Gold bulls seem to have benefited greatly from the coronavirus pandemic. This comes after investors rushed to the metal as a safe haven amid fears of a global financial crisis grinding over the epidemic. This trend was supported by the catastrophic results of the global economic sectors. Besides the results of the gloomy profits for international companies due to the virus.
On the economic side. March US existing home sales fell to 5.27 million homes, while forecasts were for 5.30 million homes. On the other hand, the US House Price Index for February exceeded expectations on a monthly basis, with a score of 0.7% and expectations of 0.3%. The Markit PMI for Manufacturing and Services came out lower than expected with readings of 36.9 and 27 vs. 38 and 31.5, respectively. On the other hand, US unemployment claims increased to 4.427 million, with expectations for 4,200 million.
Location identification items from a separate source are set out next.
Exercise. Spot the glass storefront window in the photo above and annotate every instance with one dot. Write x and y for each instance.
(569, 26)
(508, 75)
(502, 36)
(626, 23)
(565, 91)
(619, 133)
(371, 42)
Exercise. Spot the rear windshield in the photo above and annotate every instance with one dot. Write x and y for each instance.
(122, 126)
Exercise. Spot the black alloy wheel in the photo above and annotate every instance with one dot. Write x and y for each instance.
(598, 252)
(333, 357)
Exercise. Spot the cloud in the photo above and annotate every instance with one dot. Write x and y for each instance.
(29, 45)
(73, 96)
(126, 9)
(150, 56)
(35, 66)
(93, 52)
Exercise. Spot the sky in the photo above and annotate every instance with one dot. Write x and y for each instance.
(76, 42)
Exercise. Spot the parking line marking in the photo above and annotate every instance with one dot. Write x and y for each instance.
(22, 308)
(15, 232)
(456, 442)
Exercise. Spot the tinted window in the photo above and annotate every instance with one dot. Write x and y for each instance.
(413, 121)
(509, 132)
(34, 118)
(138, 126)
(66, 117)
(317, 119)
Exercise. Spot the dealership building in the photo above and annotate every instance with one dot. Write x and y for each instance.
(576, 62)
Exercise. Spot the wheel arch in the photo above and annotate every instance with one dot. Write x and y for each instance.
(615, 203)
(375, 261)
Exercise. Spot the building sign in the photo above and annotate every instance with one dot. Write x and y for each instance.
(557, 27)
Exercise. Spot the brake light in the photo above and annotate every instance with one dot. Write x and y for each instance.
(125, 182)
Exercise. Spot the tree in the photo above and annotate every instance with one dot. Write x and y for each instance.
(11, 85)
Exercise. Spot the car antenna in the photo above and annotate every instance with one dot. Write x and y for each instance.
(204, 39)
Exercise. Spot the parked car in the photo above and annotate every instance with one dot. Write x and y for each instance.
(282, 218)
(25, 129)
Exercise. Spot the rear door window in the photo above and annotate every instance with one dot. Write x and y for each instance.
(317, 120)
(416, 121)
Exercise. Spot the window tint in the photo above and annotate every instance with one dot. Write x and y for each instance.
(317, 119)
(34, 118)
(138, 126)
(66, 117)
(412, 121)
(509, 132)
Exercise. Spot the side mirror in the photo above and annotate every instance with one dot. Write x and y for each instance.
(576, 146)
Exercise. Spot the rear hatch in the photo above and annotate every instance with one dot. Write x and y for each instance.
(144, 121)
According to gold technical: On the short term, it appears that the price of gold is trading within a high wedge on the 60-minute chart. This indicates a short-term bullish bias in market sentiment. The price of the yellow metal has now risen above the 100 and 200 hours -SMA lines. It appears to be closest to the 14 hour RSI overbought levels. Bulls will look to extend the current gains towards $1736 and $1747. On the other hand, bears will target gains at around $1715 or less at $1,700.
On the long term, and according to the performance on the daily chart, it appears that the price of gold is trading within a sharply high wedge, amid the complete control of the bulls. Accordingly, bulls will target long-term profits at around $1761 or higher at $1,800 psychological resistance. On the other hand, the bears will look to profits at lower levels around $1666 and $1630, respectively.